Why we love it? It can be done in a day or less and will cost no more than a few dollars at most (especially if you happen to have a few supplies in the home).
Here's what you'll need:
1 ½ -2" Paint Brush
Black Interior Paint (Black Satin by Benjamin Moore in an eggshell finish)
Touch up and prep your wall. (That includes filling any nail holes or wiping down any dirty spots.) Next, tape off the surrounding edges using the painter's tape on the floor, ceiling, and walls. If you need to protect furniture or flooring, Turner suggest using plastic sheeting or tarps.
Ready to start painting? Keep your brush only saturated at a dry brush level of paint (check out the photo). There's clearly color on the bristles, but the brush isn't dripping. This technique will be especially important later in the process.

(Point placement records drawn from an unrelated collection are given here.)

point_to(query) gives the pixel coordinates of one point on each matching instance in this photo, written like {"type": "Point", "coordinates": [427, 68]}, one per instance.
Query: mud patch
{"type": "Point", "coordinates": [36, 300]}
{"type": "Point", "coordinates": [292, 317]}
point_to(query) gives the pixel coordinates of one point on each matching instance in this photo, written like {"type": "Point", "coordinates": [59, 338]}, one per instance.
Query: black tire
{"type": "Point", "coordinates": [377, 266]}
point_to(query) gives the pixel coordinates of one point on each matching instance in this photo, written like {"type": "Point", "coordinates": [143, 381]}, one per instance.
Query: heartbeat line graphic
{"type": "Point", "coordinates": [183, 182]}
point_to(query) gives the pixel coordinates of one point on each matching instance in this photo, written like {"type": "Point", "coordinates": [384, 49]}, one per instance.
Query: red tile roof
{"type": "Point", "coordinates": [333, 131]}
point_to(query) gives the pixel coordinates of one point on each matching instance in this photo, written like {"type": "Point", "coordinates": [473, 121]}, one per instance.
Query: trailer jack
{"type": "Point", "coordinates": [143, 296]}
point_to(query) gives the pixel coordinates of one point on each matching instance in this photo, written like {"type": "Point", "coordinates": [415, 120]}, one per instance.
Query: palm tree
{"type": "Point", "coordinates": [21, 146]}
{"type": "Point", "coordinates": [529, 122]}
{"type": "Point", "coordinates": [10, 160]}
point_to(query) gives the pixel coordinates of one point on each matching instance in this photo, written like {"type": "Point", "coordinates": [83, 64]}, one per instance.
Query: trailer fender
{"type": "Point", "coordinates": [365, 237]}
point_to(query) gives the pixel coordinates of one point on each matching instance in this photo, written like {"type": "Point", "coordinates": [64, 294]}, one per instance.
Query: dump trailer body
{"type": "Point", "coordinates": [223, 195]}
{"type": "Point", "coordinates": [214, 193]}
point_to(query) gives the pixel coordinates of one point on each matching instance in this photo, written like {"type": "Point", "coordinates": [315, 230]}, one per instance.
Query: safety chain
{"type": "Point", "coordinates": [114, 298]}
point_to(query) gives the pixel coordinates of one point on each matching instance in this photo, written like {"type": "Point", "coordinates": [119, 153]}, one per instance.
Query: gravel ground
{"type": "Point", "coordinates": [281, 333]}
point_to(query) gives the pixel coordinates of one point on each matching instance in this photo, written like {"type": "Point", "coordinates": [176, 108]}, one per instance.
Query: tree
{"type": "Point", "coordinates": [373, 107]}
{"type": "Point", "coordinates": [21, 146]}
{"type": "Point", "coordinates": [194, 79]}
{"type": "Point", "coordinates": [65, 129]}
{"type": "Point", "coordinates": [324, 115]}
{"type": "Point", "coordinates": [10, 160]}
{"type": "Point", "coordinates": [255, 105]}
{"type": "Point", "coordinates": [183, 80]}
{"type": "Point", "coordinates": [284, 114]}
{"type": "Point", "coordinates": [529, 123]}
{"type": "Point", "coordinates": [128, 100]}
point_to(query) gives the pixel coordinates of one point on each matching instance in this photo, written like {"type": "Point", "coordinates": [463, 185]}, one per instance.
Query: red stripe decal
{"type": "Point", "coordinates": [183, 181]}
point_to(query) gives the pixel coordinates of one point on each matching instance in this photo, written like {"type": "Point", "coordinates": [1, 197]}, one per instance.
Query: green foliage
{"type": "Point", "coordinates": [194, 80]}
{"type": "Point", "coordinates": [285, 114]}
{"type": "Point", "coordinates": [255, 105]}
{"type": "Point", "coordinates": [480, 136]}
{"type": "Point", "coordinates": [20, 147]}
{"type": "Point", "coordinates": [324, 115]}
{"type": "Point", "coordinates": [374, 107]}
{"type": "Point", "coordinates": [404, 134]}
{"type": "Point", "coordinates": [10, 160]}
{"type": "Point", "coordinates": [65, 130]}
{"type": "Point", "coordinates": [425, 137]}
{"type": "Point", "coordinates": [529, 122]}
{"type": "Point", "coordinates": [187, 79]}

Create a grid that is relatively even and symmetrical on your wall. The easiest way to do this is to start by dividing your wall into a series of horizontal rows. It might be helpful to create guidelines with your tape or by marking off with a pencil every so many feet to keep yourself in check. You want a freehanded look here, but you won't be happy with crooked lines.
When you're ready to start on your vertical lines, it's easiest to work in sections. Turner suggests dividing the entire wall in half, then dividing that half in half again (see photo). Continue to divide and conquer in this manner until you have an even number of squares and one gorgeous looking grid system.
Now for the fun part: Every single line from this point forward will, for the most part, be a diagonal line. You will have a few horizontal lines to start off with, about six. Aside from those, all lines will run askew from your grid. This is where you can get creative. If you want your pattern to look random, it will need to be fairly well thought out. Move around the wall as you go so that you vary your pattern making. Less is more, so give the eye a place to rest every so many lines.
Notice that no line is actually open-ended. Also you might see that some of the lines are shorter, cutting through only a partial corner, while some are longer extending through multiple squares. Why? This makes things seem as random as possible even though they technically are not. There are no right or wrong answers or methods with this project-just have fun with it!